Changed rocker arm angle: The rocker arm angle in now 110°. This has reduced the harshness of the tilt lock, and extended the maximum tilt angle, so that now it is rarely a problem. There is still a maximum speed that you can take a sharp corner, about 28kmh, by it is hard to pedal that fast into a sharp corner anyway.
Pannier Mount: I added a square box frame at the rear of the trike to hold a pannier. Originally I was going to make one, but I found that an old backpack of mine fit quite well, so I have been using that for the time being. My original idea was to have a soft duffle bag style pannier with Velcro straps, so you could easily clip it on and off so you could take it with you indoors, rather than having to empty stuff from it.
Front derailleur post: Adding a front derailleur has been much harder than I expected. It turns out that an el-cheep-o shimano front derailleur takes up the least amount space.
Front Derailleur Post Close-up.
In the above photo you can see a small pulley has been used to invert the cable back around so it pulls in the opposite direction.
Big Chainring: On some downhill slopes I found that I had to stop pedaling, because I started to fish tail due to too high a cadence.
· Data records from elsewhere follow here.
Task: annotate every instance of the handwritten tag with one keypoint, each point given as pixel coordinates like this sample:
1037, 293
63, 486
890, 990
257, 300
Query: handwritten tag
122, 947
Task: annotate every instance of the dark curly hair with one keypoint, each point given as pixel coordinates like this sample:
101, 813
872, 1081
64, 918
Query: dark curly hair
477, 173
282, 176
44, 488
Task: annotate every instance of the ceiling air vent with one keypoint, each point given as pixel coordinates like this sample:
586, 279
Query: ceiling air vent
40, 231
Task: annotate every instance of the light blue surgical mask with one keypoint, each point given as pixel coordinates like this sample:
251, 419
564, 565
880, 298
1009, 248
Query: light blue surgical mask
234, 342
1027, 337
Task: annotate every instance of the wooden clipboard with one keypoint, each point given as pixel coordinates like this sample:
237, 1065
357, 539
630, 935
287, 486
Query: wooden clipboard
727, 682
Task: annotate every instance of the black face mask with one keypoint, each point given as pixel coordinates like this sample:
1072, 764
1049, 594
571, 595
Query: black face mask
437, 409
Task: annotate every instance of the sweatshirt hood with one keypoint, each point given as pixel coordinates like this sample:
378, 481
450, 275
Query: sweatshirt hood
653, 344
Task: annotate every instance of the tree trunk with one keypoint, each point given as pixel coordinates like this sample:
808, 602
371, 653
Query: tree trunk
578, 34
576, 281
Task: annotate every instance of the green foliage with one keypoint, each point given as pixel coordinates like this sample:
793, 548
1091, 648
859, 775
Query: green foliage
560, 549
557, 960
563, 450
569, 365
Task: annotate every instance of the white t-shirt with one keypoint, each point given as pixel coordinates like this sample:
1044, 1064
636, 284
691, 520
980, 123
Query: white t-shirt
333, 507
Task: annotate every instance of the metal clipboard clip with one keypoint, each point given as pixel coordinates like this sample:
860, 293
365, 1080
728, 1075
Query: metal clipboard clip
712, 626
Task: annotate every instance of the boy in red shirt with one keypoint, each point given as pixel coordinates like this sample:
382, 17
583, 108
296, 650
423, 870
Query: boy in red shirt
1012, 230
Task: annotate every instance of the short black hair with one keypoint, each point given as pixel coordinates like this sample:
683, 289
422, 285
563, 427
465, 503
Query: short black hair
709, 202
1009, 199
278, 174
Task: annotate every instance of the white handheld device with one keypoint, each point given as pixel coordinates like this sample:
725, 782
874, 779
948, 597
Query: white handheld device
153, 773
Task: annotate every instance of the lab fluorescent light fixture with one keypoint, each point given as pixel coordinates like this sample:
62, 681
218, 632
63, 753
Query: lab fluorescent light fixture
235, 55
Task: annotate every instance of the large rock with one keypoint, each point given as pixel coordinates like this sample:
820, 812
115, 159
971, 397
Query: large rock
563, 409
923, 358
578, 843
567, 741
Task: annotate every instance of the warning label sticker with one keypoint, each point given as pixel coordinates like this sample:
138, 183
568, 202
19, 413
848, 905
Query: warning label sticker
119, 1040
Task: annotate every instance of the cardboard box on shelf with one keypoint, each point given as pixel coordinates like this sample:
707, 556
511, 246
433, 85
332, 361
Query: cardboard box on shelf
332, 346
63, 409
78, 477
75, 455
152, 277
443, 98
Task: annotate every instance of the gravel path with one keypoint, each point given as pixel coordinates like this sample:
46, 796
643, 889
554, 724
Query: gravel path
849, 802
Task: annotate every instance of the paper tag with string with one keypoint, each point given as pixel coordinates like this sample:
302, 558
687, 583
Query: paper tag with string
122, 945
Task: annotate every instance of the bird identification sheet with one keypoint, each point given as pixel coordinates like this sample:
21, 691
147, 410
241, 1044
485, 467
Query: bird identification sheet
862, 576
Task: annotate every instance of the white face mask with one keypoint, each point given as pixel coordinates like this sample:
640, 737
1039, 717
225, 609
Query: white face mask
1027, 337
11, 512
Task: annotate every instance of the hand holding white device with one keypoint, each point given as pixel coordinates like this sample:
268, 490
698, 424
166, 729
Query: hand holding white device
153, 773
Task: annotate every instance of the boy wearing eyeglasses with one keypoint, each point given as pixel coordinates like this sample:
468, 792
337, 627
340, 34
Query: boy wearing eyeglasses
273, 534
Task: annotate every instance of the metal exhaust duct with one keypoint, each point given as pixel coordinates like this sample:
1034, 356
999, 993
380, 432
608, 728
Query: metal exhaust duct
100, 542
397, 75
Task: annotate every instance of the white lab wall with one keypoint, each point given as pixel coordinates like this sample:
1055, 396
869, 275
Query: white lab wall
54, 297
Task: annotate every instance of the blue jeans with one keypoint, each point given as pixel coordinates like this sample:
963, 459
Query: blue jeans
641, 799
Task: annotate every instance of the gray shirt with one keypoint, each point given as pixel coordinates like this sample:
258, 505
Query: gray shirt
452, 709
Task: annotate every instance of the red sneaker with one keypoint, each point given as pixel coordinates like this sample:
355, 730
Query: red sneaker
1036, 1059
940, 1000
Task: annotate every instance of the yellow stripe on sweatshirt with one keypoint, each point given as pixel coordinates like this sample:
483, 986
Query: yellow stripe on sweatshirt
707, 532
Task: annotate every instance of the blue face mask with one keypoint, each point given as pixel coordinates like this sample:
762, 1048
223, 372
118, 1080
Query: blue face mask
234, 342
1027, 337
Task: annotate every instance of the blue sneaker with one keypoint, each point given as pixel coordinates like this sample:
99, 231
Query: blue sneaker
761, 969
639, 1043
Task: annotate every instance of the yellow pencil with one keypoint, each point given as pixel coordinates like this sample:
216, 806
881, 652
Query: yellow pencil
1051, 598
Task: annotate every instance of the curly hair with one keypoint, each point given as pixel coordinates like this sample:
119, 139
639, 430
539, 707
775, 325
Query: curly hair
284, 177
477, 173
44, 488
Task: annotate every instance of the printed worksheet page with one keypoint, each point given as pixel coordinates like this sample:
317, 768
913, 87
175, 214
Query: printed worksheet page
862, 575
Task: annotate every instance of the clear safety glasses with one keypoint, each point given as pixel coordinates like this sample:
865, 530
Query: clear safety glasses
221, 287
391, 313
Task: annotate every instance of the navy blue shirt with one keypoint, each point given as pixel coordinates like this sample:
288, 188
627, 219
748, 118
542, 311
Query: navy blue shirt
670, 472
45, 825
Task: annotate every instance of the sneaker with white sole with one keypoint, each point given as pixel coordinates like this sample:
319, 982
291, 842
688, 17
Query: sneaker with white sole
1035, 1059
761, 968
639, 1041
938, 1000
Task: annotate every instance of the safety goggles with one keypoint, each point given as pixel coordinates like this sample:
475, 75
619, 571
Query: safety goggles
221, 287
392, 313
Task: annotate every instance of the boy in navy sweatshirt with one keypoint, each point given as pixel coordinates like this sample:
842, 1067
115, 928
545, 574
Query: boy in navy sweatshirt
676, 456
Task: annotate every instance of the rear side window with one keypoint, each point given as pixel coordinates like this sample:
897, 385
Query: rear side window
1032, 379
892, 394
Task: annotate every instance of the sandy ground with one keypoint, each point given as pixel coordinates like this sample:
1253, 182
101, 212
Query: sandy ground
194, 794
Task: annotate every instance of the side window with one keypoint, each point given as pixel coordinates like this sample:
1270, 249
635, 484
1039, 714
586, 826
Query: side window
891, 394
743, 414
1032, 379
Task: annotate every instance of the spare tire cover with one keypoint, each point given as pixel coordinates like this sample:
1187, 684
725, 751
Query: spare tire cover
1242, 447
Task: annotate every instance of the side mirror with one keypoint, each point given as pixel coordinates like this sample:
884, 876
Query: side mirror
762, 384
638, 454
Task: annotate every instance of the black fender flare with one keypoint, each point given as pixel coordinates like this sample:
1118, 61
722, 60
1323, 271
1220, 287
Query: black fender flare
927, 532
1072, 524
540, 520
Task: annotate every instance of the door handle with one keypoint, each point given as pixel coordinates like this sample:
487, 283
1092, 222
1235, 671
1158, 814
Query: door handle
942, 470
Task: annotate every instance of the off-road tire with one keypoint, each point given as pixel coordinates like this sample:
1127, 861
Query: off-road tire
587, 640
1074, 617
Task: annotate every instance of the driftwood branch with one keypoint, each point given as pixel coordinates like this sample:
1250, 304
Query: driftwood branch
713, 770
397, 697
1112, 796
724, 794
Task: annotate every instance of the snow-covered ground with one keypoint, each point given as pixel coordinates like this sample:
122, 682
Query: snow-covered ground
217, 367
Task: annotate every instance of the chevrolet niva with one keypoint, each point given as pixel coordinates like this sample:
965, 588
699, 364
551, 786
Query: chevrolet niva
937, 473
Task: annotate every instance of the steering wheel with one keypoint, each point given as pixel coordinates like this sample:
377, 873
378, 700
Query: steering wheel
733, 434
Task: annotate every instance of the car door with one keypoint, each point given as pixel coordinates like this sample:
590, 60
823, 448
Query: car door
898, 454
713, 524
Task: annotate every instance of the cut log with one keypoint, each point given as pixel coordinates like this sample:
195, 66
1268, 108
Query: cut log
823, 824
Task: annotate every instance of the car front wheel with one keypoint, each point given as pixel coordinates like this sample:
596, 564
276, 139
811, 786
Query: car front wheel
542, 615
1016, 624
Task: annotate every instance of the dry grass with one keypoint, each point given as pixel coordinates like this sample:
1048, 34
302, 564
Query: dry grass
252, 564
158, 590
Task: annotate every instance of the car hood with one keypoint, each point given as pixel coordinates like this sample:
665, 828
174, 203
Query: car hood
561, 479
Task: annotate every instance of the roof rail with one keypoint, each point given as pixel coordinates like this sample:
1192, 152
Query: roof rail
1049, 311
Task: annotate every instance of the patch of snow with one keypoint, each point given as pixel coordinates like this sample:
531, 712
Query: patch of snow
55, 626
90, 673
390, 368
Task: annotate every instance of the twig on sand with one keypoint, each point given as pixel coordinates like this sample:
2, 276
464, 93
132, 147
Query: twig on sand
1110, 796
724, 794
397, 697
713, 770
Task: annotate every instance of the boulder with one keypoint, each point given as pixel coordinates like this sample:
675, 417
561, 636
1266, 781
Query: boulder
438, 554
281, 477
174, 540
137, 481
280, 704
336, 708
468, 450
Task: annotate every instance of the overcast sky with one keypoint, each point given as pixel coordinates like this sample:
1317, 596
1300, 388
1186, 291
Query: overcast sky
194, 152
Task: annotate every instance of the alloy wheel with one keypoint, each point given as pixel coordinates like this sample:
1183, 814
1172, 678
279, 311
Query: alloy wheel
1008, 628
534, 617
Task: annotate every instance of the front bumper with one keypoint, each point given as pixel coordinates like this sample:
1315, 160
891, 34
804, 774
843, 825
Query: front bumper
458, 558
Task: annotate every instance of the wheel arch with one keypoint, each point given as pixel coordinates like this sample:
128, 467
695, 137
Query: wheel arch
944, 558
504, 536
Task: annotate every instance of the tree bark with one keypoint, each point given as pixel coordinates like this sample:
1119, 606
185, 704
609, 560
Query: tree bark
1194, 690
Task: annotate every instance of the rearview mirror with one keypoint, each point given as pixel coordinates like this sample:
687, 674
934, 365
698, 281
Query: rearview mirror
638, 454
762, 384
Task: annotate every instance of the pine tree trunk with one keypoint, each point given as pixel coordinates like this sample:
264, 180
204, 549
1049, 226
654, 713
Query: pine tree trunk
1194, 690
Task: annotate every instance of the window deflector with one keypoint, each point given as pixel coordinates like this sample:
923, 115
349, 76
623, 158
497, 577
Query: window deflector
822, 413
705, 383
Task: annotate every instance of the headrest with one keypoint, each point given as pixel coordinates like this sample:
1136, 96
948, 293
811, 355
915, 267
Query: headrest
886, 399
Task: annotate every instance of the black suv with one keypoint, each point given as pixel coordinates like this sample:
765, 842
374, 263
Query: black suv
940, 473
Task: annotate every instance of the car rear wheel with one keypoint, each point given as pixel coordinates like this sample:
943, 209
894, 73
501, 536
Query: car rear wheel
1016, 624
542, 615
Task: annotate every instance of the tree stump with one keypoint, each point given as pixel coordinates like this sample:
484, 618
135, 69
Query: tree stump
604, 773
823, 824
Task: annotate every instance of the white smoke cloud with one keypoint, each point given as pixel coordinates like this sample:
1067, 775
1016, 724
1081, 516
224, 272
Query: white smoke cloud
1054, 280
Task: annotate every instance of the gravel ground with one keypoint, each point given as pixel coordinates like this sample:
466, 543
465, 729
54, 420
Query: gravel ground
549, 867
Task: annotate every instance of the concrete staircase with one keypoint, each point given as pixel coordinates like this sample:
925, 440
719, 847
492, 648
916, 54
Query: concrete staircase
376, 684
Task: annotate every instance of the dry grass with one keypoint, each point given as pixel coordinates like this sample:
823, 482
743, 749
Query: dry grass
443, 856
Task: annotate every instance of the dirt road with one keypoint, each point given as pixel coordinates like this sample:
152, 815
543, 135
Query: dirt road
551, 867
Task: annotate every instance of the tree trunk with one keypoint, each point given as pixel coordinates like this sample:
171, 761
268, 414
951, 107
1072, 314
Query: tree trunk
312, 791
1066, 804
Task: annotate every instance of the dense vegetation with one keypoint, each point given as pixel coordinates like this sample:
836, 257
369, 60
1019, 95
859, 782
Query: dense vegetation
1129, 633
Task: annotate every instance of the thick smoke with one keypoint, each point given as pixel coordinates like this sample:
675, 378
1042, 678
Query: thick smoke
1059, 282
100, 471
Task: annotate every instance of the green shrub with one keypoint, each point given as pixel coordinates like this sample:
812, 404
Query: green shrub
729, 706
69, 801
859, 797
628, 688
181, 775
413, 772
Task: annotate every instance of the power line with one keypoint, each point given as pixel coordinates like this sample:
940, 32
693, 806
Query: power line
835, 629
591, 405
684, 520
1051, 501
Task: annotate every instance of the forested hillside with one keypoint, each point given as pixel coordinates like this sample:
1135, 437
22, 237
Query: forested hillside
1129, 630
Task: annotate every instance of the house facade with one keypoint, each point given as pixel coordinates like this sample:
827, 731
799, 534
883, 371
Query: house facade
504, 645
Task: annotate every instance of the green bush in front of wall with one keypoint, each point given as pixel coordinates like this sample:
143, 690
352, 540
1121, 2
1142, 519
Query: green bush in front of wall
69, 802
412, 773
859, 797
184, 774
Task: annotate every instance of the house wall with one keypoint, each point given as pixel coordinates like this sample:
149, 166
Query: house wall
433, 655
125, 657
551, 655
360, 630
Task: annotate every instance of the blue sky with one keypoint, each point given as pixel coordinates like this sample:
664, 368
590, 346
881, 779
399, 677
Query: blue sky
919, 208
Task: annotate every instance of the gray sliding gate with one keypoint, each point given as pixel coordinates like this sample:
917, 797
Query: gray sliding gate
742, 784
This has been fixed by switching back to my 60t chainring. This required the right front stay to be altered to make room for it.
Caliper brake mount: Even though the internal drum brake on my Sachs hub is just great, particularly in wet weather, having just one brake made me nervous. There was no point putting brakes on the rear wheels, because they have so little weight on each of them that they would just skid. So I added an extra caliper rim brake to the front wheel, just as a backup. To do this I welded a short length of box under the rear of the boom to mount the caliper brake on.
Light Mount: This was a really easy thing to add. Its just a short length of stainless steel, pop riveted to the drive train. I was able to disassemble the light mount and bolt it onto this bracket. Now I just press the release and the light simply slides off the new mount.
Mud Guard: I added a mud guard to protect the front steering pivot bearing from mud. This is made out of a length of 3mm aluminum. It has worked very well, and after an additional 400km of riding the bearing shows no signs of dirt getting into it, and the action is still smooth as silk.
Hub gear cable mount: In this photo you can see the hub gear cable mount, and the bracket for the drum brake. I cut a slot into the mount so I can remove the cable without having to take it apart.
The trike is now pretty well tuned. I can crank up hills in low gear and balance at speeds much slower than I could balance on my mountain bike. I still have to unclip when I come to a stop though. The only other issue -- I have hit the tilt lock on occasion, mostly taking tight corners at full clip. But out on the open road, it hasn't happened yet, and even when it has, it only upsets my turn momentarily, I just have to lean my body a bit harder, to take the corner.
Anyway, from my riding experiences I have been contemplating the new free to caster tadpole design, and really thinking about how one might feel riding it. The time when I am most grateful for the self-center is when I am absolutely stuffed, climbing a hill against a gale. I can drop down to such a low gear that by the time I get to the summit I have my breath back, and am ready to crank it up for the down hill run. I would imagine that under those circumstances on a tilting trike with no self-center where you actively had to hold the control levers to keep it balanced, you might find the experience rather taxing.
So I am going to investigate whether I can find a way to get the self-centering geometry to work with my new design, because despite having control over the tilt, I think you want a tilting trike that returns to center, not one that wants to flop to one side or the other. The last thing you want is the trike to lurch into the path of a passing car, just because you were cranking up a hill, and lifted your hand and wipe the perspiration from your brow.